Case in point: The game somehow manages to make a trip through Nikola Tesla's workshop rote and boring. Move from one end to the other, inspect a few items along the way, and then let the father of the induction motor instruct you in a brief mini-game. It's a crime.

Let's not confuse things: I love exploring in games. The non-combat sections of The Last of Us are, in my mind, better than the combat. They work because the team at Naughty Dog is incredibly accomplished at creating meaningful relationships and memorable characters. The Order developer Ready at Dawn (responsible for the God of War games that appeared on Sony's PlayStation Portable) seems perfectly happy to push cardboard cyphers through a sightseeing tour rather than populate it with organic reasons to entice progression. Simply put: it's a game with lifeless characters and uninteresting interaction. But it's pretty!

When gameplay consists of walking around and inspecting newspaper pages and widgets that do little more than unlock an achievement for finding them all, cover-based shooting that Gears of War did with more excitement in 2006, or horror elements that Dead Space 2 bested in 2011, I'm not likely sticking around for long.

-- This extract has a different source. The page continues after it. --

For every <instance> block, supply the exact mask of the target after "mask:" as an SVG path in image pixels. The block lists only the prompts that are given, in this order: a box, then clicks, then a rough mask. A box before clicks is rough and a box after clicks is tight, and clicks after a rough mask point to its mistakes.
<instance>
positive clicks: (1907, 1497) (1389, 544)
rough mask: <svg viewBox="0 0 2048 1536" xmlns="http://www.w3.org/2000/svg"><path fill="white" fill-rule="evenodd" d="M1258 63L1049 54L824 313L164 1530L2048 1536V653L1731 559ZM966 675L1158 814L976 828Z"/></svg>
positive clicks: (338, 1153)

If the only factor to a game's success was how good it looked, the Sony PSP wouldn't have been trounced by the Nintendo DS. Same goes for the PS Vita in comparison to Nintendo's 3DS platform, the original Xbox versus the PlayStation 2 and so on.

How a title actually plays is what matters -- not the fidelity of a character's mustache or how intricate the stitching on a weapon holster is. Those are important, sure, but they should never come between the experience of actually making your way through a game. Sadly, with the PlayStation 4's big exclusive The Order: 1886, I couldn't shake the feeling that more attention was given to embroidery detail than making an enjoyable game.